こんにちは、SAKETIMESの生駒です。
先日リリースしました、「日本酒」表示は純国産のみに限定 財務省の決定で起こる影響を考えるという記事、
多くの方に閲覧していただき、大きな反響を呼びました。
今回はその続報です。
6/12に国税庁酒税課が発表した資料と取材を基に、
前回の記事で書いた疑問点やその狙いについて書こうと思います。
1)アル添酒は「日本酒表記」OK
前回の記事で、米と水が国産限定ならば
海外の原料を使っている醸造アルコールを添加したアル添酒は日本酒表記が可能なのか?
ということを書きました。
今回確認をとったところ、アル添酒は純米酒と変わらず日本酒の表記は問題ない、とのことです。
2)そもそも「国産の水」指定はなかった
大手メディアが初回報道で記していた、
日本酒の表記は「国産米や国内の水を使って国内でつくられた清酒」のみに限定するという内容は一部誤りがありました。
正しくは「国産米を原料とし、かつ、日本国内で製造された清酒」です。
水についての指定はありません。(極端な話ですが)クリスタルガイザーやボルビックで日本酒を造っても、
それが国産米を使っていて日本国内で造られていればそれは「日本酒」表記OKということですね。
まあ現実的に考えて、そんなコストを使って酒を造るところはないでしょう。
3)清酒という大きな区分の中に、「日本酒」と「SAKE」が存在する
ここまでくると「清酒と日本酒は何が違うの?ていうかSAKEはどんな扱い?」ってなりますよね。
ここを一度整理しましょう。
今回の区分けとしては、まず清酒というカテゴリーが存在し、
その中に「日本酒」と「それ以外の清酒」という異なる区分があります。
「日本酒」と表記できるのは先に述べた「国産米や国内の水を使って国内でつくられた清酒」ということです。
海外産の清酒は、清酒ではありますが「日本酒」という表記はできません。
一方で海外における認知は「清酒」「日本酒」よりも圧倒的に「SAKE」ですよね。
この場合、「日本酒」は「Japanese SAKE」となり、海外産の清酒は「SAKE」になります。
4)狙いは「世界における日本酒のブランド確立とその向上」
上述したように、海外産の清酒はこれまで通り「SAKE」ということには変わりありません。

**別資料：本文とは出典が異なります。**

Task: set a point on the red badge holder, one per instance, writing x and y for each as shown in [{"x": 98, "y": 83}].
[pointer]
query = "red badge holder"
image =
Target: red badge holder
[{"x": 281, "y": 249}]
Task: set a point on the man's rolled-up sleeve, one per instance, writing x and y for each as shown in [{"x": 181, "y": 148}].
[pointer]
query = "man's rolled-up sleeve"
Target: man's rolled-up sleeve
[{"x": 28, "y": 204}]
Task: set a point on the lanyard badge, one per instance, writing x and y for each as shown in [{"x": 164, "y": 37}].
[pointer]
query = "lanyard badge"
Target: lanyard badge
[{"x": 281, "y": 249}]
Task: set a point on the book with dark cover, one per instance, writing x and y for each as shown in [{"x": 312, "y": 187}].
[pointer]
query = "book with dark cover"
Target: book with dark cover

今回の決定は海外産の清酒へネガティブな印象を与えるというよりは、「日本酒」「Japanese SAKE」のブランド価値の確立と向上を目的としたものということです。
海外では、地理的表示制度が普及しています。
これはボルドー(ワイン)、パルマ(ハム)のように、特定の産地に特徴的な原料や製法で作られた商品だけが、その産地名(地域ブランド)を独占的に名乗ることの出来る制度です。
日本酒の世界的な需要が高まる中、大きな成功と普及のためには、世界の成功例のように地理的表示の活用が有効であるものの、
国内ではそのメリットと活用効果の理解が浸透しておらず、今回の取り決めにより、それの活用促進も考えているようです。
つまり国レベルの「地理的表示」を導入しよう!ということですね。
5)まとめ
発想の根本としては国産ブランドの確立がありますが、この他にも
国外で造られた清酒のごくごく一部に、粗悪な清酒があり、それを日本酒だと思って飲んだ人が
「日本酒は聴くほど魅力的じゃないな・・・」と思われてしまうことを防ぐという狙いもあるようです。
日本酒が世界で認められ始めているからこそ、そういった弊害も起こってくるわけですから、
それを防ぐという意味でも今回の決定には大きな価値があります。
ただ、その結果海外産の「SAKE」が培ってきた努力を毀損することがあってはなりません。
国産の日本酒と一言に言っても、千差万別、それぞれの個性があるわけですから、それと同様に、
海外産のSAKEも、無数に存在する魅力的な清酒なんだ!ということを忘れずに、価値向上に努めていかなくてはなりませんね。
SAKETIMESも海外版の準備を加速させないといけないなと感じた次第です。